A good alert might look like this:
- Competitor: Acme
- Source: Pricing page
- Change: Pro plan increased from $49 to $69/month
- Impact: Signals move upmarket and could pressure mid-market pricing
- Suggested action: Review your packaging and update sales enablement
Deliver alerts where your team already works:
- Slack
- Notion
- Jira
- Salesforce
- A BI dashboard
Step 7: Add reliability and governance
Competitive intelligence systems fail when they become noisy or brittle. Build for durability from day one.
Best practices:
- Add retries for temporary site failures
- Rate-limit checks to avoid unnecessary load
- Deduplicate repeated alerts
- Track page hashes and timestamps
- Keep a log of failed extractions
- Review high-impact changes before distributing them broadly
- Respect site terms, robots rules, and legal boundaries
If a source is especially important, add human review to confirm the most sensitive alerts.

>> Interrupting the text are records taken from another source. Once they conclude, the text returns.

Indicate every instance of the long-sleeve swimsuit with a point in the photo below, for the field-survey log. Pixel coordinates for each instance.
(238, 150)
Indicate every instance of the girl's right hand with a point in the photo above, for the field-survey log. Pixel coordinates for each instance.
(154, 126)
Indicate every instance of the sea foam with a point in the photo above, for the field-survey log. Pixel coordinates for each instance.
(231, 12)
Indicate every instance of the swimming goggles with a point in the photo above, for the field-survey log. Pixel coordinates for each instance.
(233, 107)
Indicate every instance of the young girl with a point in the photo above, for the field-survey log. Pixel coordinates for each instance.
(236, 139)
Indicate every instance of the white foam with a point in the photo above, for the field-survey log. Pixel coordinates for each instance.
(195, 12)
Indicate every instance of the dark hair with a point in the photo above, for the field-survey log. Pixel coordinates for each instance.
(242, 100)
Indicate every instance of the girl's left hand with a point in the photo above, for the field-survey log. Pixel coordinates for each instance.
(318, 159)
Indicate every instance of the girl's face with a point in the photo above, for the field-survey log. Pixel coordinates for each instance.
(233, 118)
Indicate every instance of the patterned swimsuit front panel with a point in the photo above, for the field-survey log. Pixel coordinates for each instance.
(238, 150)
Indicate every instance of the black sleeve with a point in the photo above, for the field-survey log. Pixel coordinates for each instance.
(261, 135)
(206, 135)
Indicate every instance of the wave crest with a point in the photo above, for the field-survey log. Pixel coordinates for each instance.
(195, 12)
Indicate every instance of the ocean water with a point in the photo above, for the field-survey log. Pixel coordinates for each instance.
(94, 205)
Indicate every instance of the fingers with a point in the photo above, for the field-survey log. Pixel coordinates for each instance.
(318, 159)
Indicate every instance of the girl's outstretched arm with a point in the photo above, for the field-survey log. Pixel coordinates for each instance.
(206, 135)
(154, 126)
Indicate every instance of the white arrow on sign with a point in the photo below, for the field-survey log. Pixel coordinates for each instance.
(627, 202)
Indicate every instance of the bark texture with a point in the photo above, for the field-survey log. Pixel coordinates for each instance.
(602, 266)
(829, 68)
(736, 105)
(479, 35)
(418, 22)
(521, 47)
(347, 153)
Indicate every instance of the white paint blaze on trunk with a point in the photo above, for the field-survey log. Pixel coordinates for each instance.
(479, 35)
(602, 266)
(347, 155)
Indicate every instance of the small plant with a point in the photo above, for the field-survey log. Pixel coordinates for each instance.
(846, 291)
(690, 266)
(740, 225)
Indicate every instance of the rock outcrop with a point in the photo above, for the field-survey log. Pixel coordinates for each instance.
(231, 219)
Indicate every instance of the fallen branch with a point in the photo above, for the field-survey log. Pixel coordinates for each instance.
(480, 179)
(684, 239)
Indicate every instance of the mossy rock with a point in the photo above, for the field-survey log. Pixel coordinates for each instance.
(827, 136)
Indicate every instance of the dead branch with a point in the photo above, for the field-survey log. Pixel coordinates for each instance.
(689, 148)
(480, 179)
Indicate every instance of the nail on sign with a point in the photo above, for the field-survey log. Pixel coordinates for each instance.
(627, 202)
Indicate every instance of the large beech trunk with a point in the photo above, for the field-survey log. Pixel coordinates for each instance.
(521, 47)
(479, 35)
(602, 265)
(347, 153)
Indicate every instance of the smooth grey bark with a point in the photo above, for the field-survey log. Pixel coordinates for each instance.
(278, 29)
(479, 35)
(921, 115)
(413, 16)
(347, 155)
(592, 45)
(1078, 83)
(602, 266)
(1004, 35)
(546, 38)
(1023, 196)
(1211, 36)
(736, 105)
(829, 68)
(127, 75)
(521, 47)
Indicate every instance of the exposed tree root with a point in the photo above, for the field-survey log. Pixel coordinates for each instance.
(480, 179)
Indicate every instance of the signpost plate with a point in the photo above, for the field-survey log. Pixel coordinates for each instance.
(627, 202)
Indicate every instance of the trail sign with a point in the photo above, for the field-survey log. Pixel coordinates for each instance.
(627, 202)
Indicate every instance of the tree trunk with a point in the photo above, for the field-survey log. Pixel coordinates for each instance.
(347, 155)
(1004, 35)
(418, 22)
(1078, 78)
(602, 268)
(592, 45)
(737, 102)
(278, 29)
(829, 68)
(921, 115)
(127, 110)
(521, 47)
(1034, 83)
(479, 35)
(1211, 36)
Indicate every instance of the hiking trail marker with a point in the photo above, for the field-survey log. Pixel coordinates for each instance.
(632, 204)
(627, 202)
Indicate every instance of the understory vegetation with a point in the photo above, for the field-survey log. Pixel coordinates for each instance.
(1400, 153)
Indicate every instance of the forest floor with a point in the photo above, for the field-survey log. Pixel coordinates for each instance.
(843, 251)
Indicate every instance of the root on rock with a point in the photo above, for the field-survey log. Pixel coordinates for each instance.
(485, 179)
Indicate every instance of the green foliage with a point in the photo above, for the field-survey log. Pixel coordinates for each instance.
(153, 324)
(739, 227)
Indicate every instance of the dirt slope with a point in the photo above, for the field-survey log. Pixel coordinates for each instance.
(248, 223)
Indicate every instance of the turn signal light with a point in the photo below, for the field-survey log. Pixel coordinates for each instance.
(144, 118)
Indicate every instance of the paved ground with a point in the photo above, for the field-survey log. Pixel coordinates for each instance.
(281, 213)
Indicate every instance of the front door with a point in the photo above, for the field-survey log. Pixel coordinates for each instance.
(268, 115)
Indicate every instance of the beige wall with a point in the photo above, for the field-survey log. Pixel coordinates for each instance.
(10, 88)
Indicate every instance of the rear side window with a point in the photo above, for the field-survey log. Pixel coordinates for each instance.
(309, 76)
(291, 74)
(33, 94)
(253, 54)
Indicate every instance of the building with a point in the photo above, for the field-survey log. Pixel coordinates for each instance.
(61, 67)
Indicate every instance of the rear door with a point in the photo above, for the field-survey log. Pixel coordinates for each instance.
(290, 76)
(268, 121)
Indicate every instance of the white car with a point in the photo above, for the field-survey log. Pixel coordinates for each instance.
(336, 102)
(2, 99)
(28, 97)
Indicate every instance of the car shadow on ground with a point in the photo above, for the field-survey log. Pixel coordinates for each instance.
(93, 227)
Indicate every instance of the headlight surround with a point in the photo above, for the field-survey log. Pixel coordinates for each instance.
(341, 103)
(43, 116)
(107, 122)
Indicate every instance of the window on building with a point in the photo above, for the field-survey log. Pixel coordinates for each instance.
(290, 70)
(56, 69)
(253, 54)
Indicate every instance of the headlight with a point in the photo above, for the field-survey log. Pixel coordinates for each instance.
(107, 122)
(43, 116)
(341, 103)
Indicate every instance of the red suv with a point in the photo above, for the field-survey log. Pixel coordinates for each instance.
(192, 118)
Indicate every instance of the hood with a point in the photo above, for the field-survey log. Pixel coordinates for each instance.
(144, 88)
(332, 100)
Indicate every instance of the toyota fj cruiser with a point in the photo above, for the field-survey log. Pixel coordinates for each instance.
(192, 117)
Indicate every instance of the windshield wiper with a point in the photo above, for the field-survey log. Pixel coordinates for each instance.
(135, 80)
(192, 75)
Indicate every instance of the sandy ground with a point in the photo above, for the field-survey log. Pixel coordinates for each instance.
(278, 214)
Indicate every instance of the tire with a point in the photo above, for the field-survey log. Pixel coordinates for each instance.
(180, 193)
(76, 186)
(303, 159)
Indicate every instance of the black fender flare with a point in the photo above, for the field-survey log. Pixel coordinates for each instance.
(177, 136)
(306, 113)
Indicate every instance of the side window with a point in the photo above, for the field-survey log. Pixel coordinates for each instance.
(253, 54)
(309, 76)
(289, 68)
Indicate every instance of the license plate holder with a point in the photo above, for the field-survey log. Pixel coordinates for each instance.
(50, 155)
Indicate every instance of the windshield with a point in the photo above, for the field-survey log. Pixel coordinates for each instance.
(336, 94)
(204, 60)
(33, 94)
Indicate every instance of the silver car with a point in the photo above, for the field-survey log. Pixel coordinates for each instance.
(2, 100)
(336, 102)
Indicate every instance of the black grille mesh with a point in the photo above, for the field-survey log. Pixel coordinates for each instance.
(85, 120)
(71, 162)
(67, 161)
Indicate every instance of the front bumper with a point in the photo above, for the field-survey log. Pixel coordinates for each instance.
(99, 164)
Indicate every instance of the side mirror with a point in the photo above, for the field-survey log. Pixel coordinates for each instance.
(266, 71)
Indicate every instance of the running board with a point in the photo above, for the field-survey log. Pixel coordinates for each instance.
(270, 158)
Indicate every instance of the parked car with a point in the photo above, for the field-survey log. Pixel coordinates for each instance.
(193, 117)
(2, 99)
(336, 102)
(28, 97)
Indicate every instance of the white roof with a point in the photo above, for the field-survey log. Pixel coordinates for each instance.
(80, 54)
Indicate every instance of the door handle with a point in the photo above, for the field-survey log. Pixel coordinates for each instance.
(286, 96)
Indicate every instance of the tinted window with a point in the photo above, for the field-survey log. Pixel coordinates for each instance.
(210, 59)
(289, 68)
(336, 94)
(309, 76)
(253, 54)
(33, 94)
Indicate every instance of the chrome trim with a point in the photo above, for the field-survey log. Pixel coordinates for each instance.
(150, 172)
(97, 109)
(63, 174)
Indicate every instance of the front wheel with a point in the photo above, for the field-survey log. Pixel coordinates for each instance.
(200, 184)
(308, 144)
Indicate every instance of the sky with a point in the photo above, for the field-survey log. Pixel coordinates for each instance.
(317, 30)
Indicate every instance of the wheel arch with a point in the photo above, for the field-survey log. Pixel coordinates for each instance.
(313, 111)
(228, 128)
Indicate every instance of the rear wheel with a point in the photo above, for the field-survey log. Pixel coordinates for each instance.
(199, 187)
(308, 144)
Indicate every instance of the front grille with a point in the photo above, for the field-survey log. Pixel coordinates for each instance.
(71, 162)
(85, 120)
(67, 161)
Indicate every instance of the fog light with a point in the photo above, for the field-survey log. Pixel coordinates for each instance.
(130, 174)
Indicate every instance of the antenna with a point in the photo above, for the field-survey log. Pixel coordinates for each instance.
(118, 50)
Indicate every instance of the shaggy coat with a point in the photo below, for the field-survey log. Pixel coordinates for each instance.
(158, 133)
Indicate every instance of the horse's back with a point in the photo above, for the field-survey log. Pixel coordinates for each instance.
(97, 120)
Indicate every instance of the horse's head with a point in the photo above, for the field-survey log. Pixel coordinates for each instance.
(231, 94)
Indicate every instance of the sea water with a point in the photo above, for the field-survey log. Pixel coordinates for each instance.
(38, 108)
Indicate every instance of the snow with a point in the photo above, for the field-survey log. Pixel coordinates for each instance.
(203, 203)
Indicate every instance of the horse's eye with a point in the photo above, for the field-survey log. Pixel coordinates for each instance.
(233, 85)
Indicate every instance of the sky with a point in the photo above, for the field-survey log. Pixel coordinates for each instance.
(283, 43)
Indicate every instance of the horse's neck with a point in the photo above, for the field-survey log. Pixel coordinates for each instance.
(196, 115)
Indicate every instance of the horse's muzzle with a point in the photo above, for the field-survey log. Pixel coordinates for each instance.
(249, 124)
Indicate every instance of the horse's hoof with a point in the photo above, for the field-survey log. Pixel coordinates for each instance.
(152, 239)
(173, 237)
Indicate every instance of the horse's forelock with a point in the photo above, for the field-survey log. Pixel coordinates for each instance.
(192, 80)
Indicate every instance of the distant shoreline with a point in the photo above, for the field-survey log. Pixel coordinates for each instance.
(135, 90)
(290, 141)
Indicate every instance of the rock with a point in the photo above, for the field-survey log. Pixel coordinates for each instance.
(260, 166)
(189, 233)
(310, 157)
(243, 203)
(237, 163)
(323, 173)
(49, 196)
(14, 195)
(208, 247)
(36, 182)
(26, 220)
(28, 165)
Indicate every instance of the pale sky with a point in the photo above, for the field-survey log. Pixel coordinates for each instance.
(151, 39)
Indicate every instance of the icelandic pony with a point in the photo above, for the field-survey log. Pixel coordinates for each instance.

A practical weekly workflow
Here’s a simple operating model for a competitive intelligence agent using Yutori:
- Daily: check pricing, product pages, changelogs, and key landing pages
- Weekly: scan blog posts, jobs pages, and partner pages
- Monthly: review positioning changes, documentation updates, and broader messaging shifts
- On alert: send a concise brief to sales, marketing, product, or leadership
This keeps the system focused on decision-making rather than endless monitoring.
Example pseudo-workflow
The exact implementation will vary depending on the Yutori API surface, but the logic usually looks like this:
for source in sources:
snapshot = yutori_agent.collect(source.url, schema=source.schema)
previous = database.get_last_snapshot(source.id)
delta = compare(snapshot, previous)
if delta.is_material:
summary = summarize_change(delta)
send_alert(summary)
database.save(snapshot)
Use this as a blueprint rather than exact syntax.
Common mistakes to avoid
- Monitoring too many sources at once
- Failing to define what counts as a meaningful change
- Sending raw diffs without interpretation
- Ignoring evidence and audit trails
- Treating all sources with the same urgency
- Over-alerting your team until they ignore the notifications
A smaller, well-tuned agent is usually more valuable than a broad one that nobody trusts.
Final takeaway
The best way to build a competitive intelligence agent using Yutori is to treat it like a focused pipeline: define the signals, monitor the right public sources, extract structured data with reliable web agents, compare snapshots over time, and turn the result into concise, actionable alerts.
If you start with a narrow set of high-value sources and a clean schema, Yutori can power a competitive intelligence system that is far more useful than manual tracking or brittle scraping.